Mr Edridge has fronted for the Crown on the Family Start dispute.
"If [Maori] providers are] a bit uppity you'll get hammered for it. When they say 'jump' they want you to say 'how high.' Those days are gone.
"This guy [Mr Edridge] isn't trustworthy I can't deal with an untrustworthy [person]. I don't lightly level that allegation against anyone."
Different rates of pay amounted to a "pervasive, discriminatory policy," and the group would be looking at contracts in different regions to build a national tribunal case. Bureaucrats were about to be bombarded by requests for contract data, he said. "You watch those cockroaches when the lights come on, we're going to have to do that...We just want one law for all."
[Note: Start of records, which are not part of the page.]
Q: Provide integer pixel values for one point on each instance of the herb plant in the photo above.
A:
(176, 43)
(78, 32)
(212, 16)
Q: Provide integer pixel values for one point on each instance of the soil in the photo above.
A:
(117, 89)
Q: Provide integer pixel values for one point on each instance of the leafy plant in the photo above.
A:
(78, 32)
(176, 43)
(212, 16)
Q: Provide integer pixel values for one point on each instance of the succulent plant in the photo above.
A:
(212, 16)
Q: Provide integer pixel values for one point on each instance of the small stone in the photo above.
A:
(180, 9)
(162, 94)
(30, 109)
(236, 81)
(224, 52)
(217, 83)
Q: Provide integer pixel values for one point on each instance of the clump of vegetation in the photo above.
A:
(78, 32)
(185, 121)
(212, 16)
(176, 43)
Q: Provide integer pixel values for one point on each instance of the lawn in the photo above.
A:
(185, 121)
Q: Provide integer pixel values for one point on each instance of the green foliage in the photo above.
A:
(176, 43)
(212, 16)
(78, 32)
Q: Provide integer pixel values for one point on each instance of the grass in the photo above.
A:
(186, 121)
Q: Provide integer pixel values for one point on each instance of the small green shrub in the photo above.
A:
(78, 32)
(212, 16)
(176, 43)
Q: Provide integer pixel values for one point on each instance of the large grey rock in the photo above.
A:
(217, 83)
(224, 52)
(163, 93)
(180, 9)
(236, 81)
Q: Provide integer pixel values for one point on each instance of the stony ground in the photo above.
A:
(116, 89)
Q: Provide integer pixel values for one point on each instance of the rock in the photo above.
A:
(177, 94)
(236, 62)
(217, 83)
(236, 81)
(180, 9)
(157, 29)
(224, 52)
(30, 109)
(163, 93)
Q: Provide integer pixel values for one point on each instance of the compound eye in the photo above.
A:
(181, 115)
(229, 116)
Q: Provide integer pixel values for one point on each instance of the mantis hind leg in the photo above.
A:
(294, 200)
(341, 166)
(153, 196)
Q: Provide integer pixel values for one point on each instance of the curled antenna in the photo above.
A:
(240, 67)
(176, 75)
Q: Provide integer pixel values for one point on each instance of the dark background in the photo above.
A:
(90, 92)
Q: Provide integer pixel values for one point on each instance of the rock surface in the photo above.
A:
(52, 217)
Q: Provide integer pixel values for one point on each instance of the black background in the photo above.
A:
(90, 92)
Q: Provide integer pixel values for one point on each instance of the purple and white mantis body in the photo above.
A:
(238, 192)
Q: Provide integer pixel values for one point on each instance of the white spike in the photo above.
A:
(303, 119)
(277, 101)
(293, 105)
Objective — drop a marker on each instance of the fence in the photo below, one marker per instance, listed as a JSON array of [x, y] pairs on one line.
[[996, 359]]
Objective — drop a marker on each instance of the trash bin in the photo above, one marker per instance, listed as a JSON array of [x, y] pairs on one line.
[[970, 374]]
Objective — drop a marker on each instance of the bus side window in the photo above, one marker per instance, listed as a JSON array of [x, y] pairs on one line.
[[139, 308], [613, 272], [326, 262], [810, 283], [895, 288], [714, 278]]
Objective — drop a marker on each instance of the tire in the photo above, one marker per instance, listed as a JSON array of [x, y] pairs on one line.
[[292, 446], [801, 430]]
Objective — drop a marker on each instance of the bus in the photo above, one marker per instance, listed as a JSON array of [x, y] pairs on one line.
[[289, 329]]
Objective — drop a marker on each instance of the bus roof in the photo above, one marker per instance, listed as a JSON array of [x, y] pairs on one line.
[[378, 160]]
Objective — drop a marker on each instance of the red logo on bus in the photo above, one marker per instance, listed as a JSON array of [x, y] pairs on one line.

Mr Edridge he wouldn't be drawn on personal insults, but noted that Waipareira received one of the highest per family rates of any Family Start provider in the country.
"Rather than getting involved in petty name calling, I am focussed on the real issues facing vulnerable children and families. I am aware that Waipareira Trust intends to lodge a claim with the Waitanig Tribunal. We will watch this development with interest," Mr Edridge said.
Mr Tamihere has raised some outside support from the New Zealand Nurses Organisation. NZNO kaiwhakahaere Kerri Nuku said nurses who worked for Maori organisations were paid less: "It is unacceptable that nurses and other health workers who work for Maori and iwi health providers are paid up to 25 percent less than their colleagues who work for DHBs. The Government talks about the importance of improving health outcomes for Maori and yet they are comfortable paying our nurses less and expecting them to do more. "
Another speaker, Ngaiterangi's Paul Stanley said the equity issues "absolutely undermined" the aims of the government's flagship Whanau Ora policy.